I bought this leaf blower which has a 31cc, 2-cycle engine. It has only about 20 hours of useage and stopped working. I have been very diligent about using only fresh gas and the proper 3.2 oz. oil to 1 gal. gas mixture. The repair shop said I must have used straight gas without oil because the top of the piston is burned. As this was not the case, does anyone have any idea how the piston would have burned?


----------



## rick-l (Sep 16, 2009)

Ran too lean a mixture? 

Did it have any issues or did you adjust the H screw?


----------



## hmsmsw1943 (Oct 25, 2009)

I had used the blower for about 2 hours that day and had just refilled the gas tank. Until it stopped (acted like it was running out of gas) it always started quickly and had been running flawlessly. In trouble shooting, as suggested in the owners manual, I checked the air filter, spark arrestor, and pulled the spark plug (which was dry and not fouled out). I made no other attempts to adjust anything. I took it to a fcty authorized service dealer since it is still in warranty, but the dealer felt the warranty would not be honored since it looked like a consumer misuse. As I said earlier, I was very diligent about using the proper 40:1 oil/gas (regular 87 octane unleaded) ratio so I know I did not misuse it as it appears. That's why I'm asking if there could be another cause for the top of the piston getting burned. Thanks!


----------



## hankster (Jan 1, 1998)

My guess is that the carb was adjusted too lean at the factory.


----------



## justin3 (Apr 10, 2007)

It also depends on the quality oil you used in the mixture.


----------



## rick-l (Sep 16, 2009)

How would poor oil burn the top of the piston?
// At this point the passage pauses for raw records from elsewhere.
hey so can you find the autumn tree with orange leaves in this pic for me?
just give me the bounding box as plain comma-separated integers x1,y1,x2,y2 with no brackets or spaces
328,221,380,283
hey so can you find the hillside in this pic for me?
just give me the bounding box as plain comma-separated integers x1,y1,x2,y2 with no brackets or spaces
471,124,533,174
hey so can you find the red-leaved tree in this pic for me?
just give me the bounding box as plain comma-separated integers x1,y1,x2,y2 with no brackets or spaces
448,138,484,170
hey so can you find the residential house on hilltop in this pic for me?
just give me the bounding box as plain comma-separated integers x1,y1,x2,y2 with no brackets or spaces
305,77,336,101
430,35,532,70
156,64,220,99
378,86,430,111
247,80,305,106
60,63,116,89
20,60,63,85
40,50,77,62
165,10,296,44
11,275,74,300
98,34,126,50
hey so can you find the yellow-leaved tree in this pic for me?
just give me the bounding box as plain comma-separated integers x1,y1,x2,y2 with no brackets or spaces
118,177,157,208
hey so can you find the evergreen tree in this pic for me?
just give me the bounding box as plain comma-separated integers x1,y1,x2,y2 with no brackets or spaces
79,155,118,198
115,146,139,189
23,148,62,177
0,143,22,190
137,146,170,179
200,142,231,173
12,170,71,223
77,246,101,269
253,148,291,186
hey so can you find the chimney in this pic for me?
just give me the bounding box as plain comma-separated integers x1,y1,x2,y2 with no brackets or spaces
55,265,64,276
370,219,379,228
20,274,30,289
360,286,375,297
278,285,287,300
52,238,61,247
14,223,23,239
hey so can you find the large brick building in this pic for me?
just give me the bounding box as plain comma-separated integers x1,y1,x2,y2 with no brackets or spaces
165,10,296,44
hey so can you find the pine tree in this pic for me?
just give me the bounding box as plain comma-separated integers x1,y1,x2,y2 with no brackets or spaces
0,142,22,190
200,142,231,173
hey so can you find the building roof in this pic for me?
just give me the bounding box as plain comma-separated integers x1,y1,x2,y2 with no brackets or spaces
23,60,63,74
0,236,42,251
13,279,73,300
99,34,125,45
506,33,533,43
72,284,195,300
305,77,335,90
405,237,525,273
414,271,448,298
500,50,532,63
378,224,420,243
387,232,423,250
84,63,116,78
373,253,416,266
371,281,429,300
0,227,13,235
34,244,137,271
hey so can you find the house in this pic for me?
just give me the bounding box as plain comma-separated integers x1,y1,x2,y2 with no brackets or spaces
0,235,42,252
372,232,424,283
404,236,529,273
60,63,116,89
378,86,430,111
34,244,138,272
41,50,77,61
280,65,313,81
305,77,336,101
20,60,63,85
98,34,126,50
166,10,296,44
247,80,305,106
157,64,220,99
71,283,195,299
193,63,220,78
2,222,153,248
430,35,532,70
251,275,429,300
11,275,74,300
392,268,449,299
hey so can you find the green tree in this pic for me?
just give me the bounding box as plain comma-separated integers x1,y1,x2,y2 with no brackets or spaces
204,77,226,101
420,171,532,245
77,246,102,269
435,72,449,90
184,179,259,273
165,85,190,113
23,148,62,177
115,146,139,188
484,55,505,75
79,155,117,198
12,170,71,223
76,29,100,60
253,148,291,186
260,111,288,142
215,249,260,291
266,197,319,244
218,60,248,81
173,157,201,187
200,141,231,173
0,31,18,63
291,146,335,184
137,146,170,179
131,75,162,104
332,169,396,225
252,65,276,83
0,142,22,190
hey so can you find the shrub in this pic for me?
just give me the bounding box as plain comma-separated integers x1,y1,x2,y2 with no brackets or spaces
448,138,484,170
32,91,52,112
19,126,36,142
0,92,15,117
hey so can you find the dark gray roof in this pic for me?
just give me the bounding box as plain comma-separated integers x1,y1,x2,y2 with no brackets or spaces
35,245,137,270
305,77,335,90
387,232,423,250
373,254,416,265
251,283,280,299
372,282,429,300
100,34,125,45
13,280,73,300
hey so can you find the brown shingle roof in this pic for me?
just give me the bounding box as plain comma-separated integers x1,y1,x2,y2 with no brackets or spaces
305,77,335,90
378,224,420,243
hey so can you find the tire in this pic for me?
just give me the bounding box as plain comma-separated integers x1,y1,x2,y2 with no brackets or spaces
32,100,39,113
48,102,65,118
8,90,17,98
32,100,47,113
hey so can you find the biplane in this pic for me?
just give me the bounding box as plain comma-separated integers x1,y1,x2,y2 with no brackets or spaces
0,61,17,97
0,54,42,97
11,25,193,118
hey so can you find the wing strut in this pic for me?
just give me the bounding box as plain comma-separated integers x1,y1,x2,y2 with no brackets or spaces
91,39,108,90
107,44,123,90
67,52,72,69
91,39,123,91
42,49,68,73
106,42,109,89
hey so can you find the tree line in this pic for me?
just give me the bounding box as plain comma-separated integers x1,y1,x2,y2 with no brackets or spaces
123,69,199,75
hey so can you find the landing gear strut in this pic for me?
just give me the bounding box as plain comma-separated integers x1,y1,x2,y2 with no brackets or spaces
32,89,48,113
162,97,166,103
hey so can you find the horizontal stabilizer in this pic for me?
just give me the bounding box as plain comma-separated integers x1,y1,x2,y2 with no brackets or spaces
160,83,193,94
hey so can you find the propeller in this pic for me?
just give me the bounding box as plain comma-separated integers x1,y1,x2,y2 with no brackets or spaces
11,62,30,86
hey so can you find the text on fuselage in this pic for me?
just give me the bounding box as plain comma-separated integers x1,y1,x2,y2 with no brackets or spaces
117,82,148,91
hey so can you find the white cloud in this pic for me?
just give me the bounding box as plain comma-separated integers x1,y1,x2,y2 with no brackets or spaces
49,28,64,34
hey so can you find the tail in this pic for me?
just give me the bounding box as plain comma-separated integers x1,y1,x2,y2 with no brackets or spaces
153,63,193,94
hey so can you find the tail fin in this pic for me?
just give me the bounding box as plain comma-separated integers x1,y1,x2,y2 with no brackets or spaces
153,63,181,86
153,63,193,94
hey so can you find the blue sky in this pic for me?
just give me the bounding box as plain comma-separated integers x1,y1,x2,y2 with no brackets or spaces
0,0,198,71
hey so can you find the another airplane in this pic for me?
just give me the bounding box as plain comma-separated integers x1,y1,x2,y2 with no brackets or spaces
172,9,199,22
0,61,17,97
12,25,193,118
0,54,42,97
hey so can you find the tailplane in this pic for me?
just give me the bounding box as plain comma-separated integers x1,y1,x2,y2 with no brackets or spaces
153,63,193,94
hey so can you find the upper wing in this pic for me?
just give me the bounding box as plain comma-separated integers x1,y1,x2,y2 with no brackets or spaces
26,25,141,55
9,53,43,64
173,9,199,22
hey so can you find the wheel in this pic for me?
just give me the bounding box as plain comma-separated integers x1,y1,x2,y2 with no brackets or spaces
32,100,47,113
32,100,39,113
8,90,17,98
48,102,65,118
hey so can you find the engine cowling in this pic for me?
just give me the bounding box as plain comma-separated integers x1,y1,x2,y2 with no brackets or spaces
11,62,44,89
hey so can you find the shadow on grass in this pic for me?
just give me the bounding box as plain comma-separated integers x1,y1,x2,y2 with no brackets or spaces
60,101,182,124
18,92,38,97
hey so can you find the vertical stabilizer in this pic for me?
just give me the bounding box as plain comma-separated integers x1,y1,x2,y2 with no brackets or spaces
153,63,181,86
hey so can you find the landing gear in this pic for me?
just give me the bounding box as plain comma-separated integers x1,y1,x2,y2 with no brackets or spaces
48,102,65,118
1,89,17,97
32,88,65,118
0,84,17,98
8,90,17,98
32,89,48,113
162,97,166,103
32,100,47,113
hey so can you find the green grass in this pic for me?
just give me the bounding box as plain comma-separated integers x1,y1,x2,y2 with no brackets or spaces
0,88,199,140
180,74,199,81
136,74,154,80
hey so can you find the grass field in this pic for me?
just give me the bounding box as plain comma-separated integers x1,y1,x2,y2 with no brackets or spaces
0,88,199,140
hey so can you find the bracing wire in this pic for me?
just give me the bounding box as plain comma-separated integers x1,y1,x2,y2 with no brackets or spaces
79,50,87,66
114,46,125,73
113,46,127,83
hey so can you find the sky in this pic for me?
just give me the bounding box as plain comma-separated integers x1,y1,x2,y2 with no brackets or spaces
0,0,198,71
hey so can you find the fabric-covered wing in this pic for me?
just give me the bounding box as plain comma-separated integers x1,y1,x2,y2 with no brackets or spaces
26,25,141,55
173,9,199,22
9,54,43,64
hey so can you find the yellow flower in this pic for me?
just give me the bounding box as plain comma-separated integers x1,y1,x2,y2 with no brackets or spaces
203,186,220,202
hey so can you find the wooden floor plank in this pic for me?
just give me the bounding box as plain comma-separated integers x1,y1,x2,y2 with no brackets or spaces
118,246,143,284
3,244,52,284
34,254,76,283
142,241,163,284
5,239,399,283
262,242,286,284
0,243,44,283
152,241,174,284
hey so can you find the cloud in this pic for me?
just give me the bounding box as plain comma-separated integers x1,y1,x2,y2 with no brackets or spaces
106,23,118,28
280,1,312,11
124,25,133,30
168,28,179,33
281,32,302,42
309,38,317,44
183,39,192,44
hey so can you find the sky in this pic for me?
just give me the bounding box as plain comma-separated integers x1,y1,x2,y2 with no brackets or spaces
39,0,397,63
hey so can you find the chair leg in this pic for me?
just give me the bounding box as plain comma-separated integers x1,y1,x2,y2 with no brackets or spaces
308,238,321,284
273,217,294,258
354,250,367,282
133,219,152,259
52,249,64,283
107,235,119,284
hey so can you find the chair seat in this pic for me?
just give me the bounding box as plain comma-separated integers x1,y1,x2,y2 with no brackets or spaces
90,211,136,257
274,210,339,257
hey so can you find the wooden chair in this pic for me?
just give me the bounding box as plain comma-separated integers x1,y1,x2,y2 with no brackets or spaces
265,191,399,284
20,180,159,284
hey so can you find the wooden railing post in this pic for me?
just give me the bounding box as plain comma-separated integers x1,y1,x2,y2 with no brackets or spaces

For that matter how would no oil burn the top of the piston?


----------



## hankster (Jan 1, 1998)

Their description doesn't give much info. Would have to see it to guess as to the cause.


----------



## shortlid (May 9, 2005)

Digital pics would help. Have you contacted Toro directly??


----------



## hankster (Jan 1, 1998)

Ummmm... it's a Troy-Bilt, made by MTD


----------



## pyro_maniac69 (Aug 12, 2007)

every 2 stroke I see the top of the piston is black

if you get it back, take the muffler off and look at the piston and see if it has scratches, those blowers were notorious for scratching there, and also coils going bad


----------